Vom Spanner zum mutmaßlichen Mörder


Das Gutachten über den mutmaßlichen Nora-Mörder ist eindeutig: Christian G. kann seine "abartigen sexuellen Neigungen" nicht kontrollieren, gilt deshalb als möglicher Wiederholungstäter. Aus einem Spanner ist ein Wäschefetischist und sogar ein mutmaßlicher Mörder geworden. Von Stefan Krog und Peter Richter
Von Stefan Krog und Peter Richter
Augsburg - Der Angeklagte im Mordfall Nora, Christian G., wird seine Haftstrafe voraussichtlich in der Psychiatrie verbringen und möglicherweise auf unbestimmte Zeit dort bleiben müssen. Laut Gutachten hat der Angeklagte "abartige sexuelle Neigungen".
Von ihm gehe weiterhin Gefahr aus, die eine mindestens acht- bis zehnjährige Therapie erforderlich macht. Danach wird es von einem weiteren Gutachten abhängen, ob er wieder auf freien Fuß kommt. Für Mittwoch wird das Urteil erwartet.
Landgerichtsarzt Richard Gruber kam gestern in seinem psychiatrischen Gutachten vor dem Augsburger Landgericht zum Schluss, dass der zur Tatzeit 17-jährige Maurerlehrling Christian G. aufgrund seiner sexuellen Neigungen nur vermindert schuldfähig ist.
Christian G. muss sich wegen Mordes und Vergewaltigung an Nora (18) verantworten. Laut Anklage hat er die junge Frau im Dezember 2007 nachts in Augsburg überfallen, mit Stiefeln gegen den Kopf getreten, vergewaltigt und erwürgt. Die junge Frau war offenbar ein Zufallsopfer. Christian G. hat die Vorwürfe eingeräumt.
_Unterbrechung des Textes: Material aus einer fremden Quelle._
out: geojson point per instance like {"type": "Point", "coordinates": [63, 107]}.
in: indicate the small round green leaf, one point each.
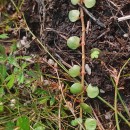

Vom Spanner zum mutmaßlichen Mörder
In dem Gutachten, das gestern im nicht-öffentlichen Prozess erstattet wurde, heißt es, dass vermutlich eine langjährige Therapie für Christian G. nötig wäre. Ohne eine Unterbringung drohe eine erhebliche Gefahr, dass sich eine ähnliche Tat nochmal ereignet. Christian G. ist laut Gutachten durchschnittlich intelligent und könne die Verwerflichkeit der Tat einsehen, seine sexuellen Begierden aber nicht steuern. Es sei eine Steigerung beim Angeklagten zu beobachten gewesen: Vom Gelegenheitsspanner zum Wäschefetischisten, der in fremde Wohnungen einbrach, bis hin zum mutmaßlichen Vergewaltiger und Mörder. Zudem hätten Tests ergeben, dass beim Angeklagten ein hohes Aggressionspotenzial vorhanden sei, so Landgerichtssprecher Karl-Heinz Haeusler. Weiterhin sei Christan G. offenbar bereit, erhebliche Verletzungen von anderen in Kauf zu nehmen, um eigene Ziele zu erreichen.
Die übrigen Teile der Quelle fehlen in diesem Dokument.